Torniamo a gridare il Vangelo con la nostra vita

PENSIERO PER DOMENICA – XXIX TEMPO ORDINARIO – 20 OTTOBRE

Per la Giornata missionaria mondiale, non poteva esserci provocazione più forte delle parole di Gesù con cui si chiude il brano di Vangelo odierno: «Ma il Figlio dell’uomo, quando verrà, troverà la fede sulla terra?» (Lc 18,1-8). Le statistiche sul calo della pratica religiosa e sul venir meno della fede trovano conferma nella semplice osservazione dei partecipanti abituali alle celebrazioni liturgiche e ai momenti di catechesi: viviamo in terra di missione.

Il primo passo della missione è farci carico dei problemi di tutti, come ci suggerisce il Papa con il Sinodo sull’Amazzonia. Testimoniare Cristo oggi significa provare a trasmettere quanto la Scrittura ci ha rivelato: a Dio stanno a cuore tutti i nostri problemi, non solo quelli spirituali. Interessarci della qualità dell’aria che respiriamo e dei mutamenti climatici che ci minacciano è provare a leggere la storia con gli occhi del Creatore.

Torniamo a gridare il Vangelo con la nostra vita
Mosè riceve la Legge, arazzo dei fratelli Karcher.

Il cuore della missione è l’annuncio della Parola. Bellissime e molto concrete le indicazioni della 2Timoteo (3,14-4,2): innanzitutto conservare gelosamente, come si fa con un tesoro, la fede ricevuta da bambini, in particolare la conoscenza della Scrittura. Conoscenza che va approfondita, perché è ciò che fa diventare adulti nella fede, capaci di «insegnare, convincere, correggere, formare alla giustizia». Segue poi l’annuncio, che ha bisogno di costanza e pazienza: «Insisti in ogni occasione opportuna e non opportuna, ammonisci, rimprovera, esorta». Teniamo presente che non esiste solo l’annuncio esplicito, a parole. In molti contesti, oggi, è impossibile, perché passibile di persecuzione; o sconsigliabile, perché produrrebbe una reazione di rifiuto rabbioso.
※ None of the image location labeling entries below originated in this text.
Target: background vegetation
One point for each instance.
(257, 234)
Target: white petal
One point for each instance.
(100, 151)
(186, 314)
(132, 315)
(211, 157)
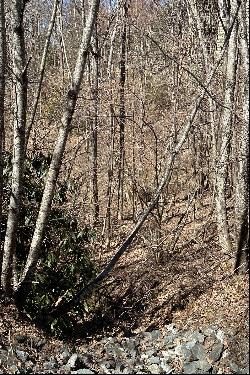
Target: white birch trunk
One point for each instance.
(2, 95)
(19, 113)
(242, 187)
(41, 71)
(226, 130)
(55, 165)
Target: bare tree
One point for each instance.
(226, 130)
(56, 161)
(41, 71)
(122, 116)
(242, 186)
(19, 114)
(2, 96)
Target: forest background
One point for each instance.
(124, 130)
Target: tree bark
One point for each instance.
(19, 113)
(56, 161)
(226, 129)
(61, 306)
(41, 72)
(2, 96)
(122, 117)
(242, 186)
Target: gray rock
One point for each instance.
(168, 355)
(74, 361)
(13, 369)
(168, 341)
(191, 368)
(129, 344)
(198, 351)
(23, 356)
(50, 365)
(154, 369)
(181, 350)
(83, 371)
(166, 368)
(197, 336)
(190, 344)
(203, 365)
(21, 338)
(171, 328)
(154, 360)
(3, 355)
(37, 343)
(216, 352)
(64, 356)
(244, 370)
(210, 330)
(152, 335)
(234, 367)
(29, 365)
(220, 335)
(151, 352)
(105, 370)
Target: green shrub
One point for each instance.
(65, 260)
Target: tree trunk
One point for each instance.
(61, 306)
(242, 187)
(2, 96)
(56, 161)
(41, 72)
(223, 153)
(94, 130)
(122, 117)
(19, 113)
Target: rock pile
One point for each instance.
(165, 351)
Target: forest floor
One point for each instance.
(190, 284)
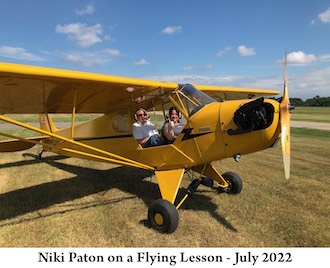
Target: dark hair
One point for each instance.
(173, 109)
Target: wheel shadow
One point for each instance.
(88, 181)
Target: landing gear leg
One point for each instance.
(163, 216)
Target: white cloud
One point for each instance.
(172, 30)
(141, 62)
(300, 58)
(112, 52)
(18, 53)
(88, 59)
(87, 10)
(82, 34)
(325, 16)
(223, 52)
(245, 51)
(198, 68)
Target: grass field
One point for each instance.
(311, 114)
(67, 202)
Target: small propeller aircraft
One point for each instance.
(220, 122)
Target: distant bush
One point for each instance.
(316, 101)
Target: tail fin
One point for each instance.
(46, 123)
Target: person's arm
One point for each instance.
(169, 132)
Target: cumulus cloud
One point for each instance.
(81, 33)
(88, 59)
(325, 16)
(172, 30)
(141, 62)
(300, 58)
(87, 10)
(198, 68)
(223, 52)
(245, 51)
(18, 53)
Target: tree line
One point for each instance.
(316, 101)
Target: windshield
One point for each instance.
(193, 99)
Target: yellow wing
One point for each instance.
(36, 90)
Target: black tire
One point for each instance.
(163, 216)
(235, 182)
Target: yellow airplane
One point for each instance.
(220, 122)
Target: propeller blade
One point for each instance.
(285, 124)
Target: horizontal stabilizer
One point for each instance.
(15, 145)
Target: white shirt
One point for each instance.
(140, 131)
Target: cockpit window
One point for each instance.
(193, 99)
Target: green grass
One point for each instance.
(68, 202)
(311, 114)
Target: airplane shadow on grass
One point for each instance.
(87, 181)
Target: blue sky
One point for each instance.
(228, 42)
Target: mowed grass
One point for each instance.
(68, 202)
(311, 114)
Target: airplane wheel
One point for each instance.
(163, 216)
(235, 182)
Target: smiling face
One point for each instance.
(174, 115)
(141, 116)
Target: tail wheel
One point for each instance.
(163, 216)
(235, 182)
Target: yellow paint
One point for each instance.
(169, 182)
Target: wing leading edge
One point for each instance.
(28, 89)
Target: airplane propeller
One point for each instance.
(285, 124)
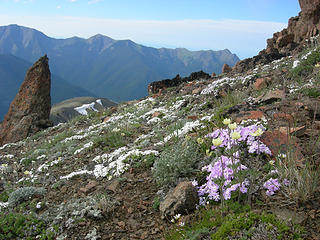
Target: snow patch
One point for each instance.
(83, 109)
(81, 172)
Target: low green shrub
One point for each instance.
(176, 161)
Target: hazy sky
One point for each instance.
(242, 26)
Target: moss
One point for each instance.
(235, 222)
(306, 66)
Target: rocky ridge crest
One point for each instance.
(29, 111)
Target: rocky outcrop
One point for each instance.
(155, 87)
(29, 111)
(301, 30)
(226, 68)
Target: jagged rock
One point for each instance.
(272, 96)
(224, 90)
(155, 87)
(260, 83)
(226, 68)
(301, 30)
(29, 111)
(182, 200)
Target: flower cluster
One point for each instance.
(223, 173)
(235, 135)
(222, 169)
(272, 185)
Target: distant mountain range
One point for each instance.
(12, 74)
(118, 70)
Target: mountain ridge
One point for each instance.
(116, 69)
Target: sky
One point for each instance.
(242, 26)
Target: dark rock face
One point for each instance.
(226, 68)
(182, 200)
(29, 111)
(301, 30)
(155, 87)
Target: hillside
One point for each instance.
(66, 110)
(12, 73)
(118, 70)
(109, 175)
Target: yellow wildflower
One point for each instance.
(257, 133)
(226, 121)
(232, 126)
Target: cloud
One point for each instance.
(94, 1)
(245, 38)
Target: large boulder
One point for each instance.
(29, 111)
(182, 200)
(301, 32)
(157, 86)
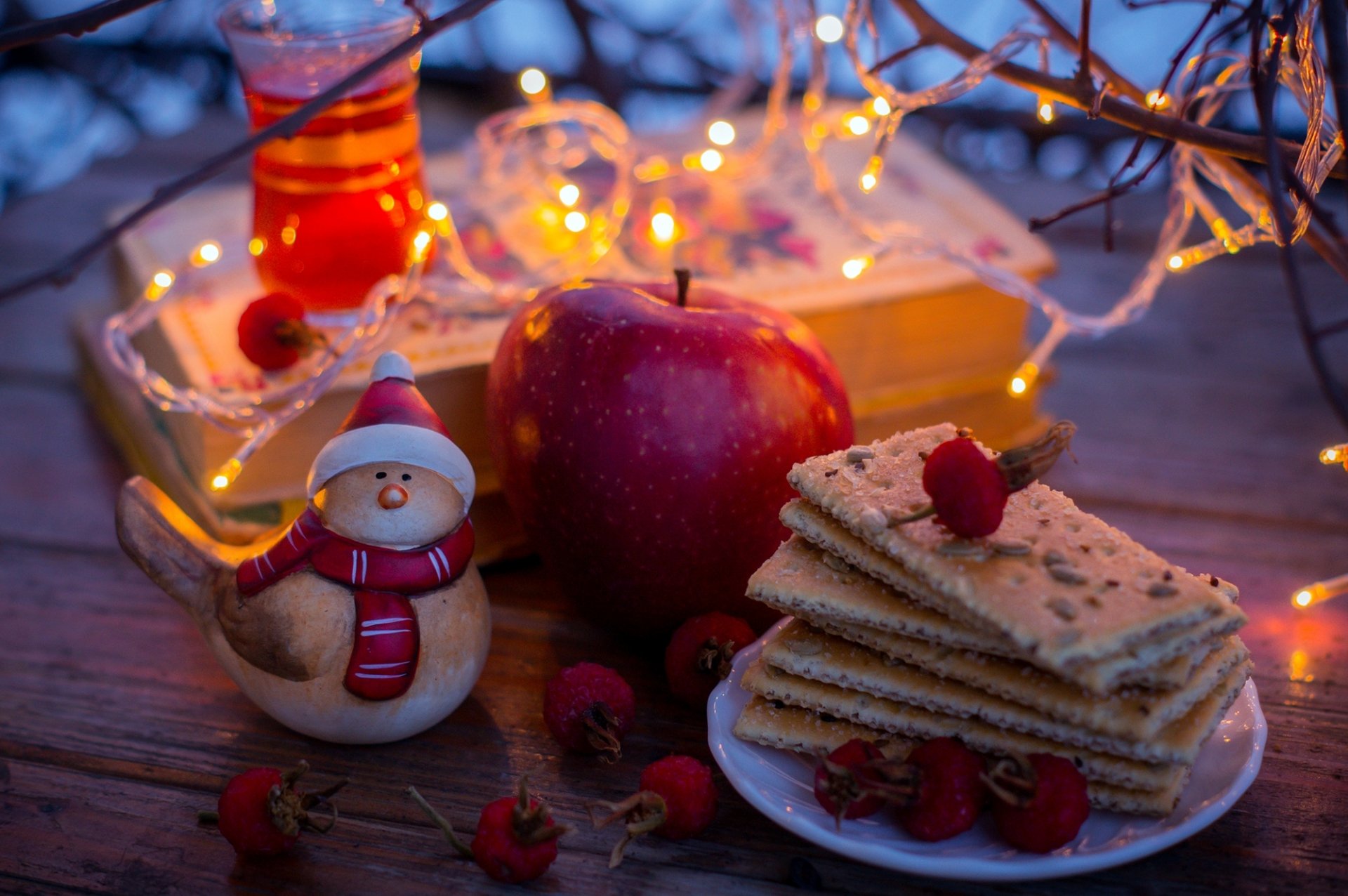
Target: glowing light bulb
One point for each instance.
(1024, 378)
(159, 284)
(871, 176)
(662, 228)
(1222, 230)
(205, 253)
(828, 29)
(855, 267)
(420, 244)
(722, 133)
(225, 476)
(533, 83)
(1320, 592)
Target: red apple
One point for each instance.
(645, 442)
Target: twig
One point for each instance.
(1068, 92)
(1336, 57)
(1111, 192)
(1331, 249)
(898, 55)
(70, 25)
(1084, 44)
(1264, 81)
(1064, 37)
(69, 267)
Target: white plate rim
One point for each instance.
(723, 708)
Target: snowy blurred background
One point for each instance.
(67, 103)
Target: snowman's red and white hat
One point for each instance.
(392, 423)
Rimane l’ultima possibilità: «Gridare il Vangelo con la vita». Anche questo è missione.

L’anima della missione è la preghiera. Curiose e un po’ paradossali le due scene evocate dal libro dell’Esodo (17,8-13) e dalla parabola di Gesù: Mosè che con le mani alzate prega per il suo popolo e la vedova importuna che, con la sua insistenza, smuove anche il giudice disonesto. Accompagnare con la preghiera chi vive la missione sul campo è cosa che possiamo fare tutti. Ed è utile anche pregare per fatti e problemi apparentemente lontani. Come ha suggerito “Dom”Adriano Ciocca, vescovo italiano che vive in Amazzonia, i partecipanti al Sinodo in corso devono “sentire” la preghiera di tutta la Chiesa, per avere il coraggio di chiamare le cose con il loro nome e proporre quei cambiamenti realistici, ma radicali, di cui la Chiesa e il mondo d’oggi hanno bisogno.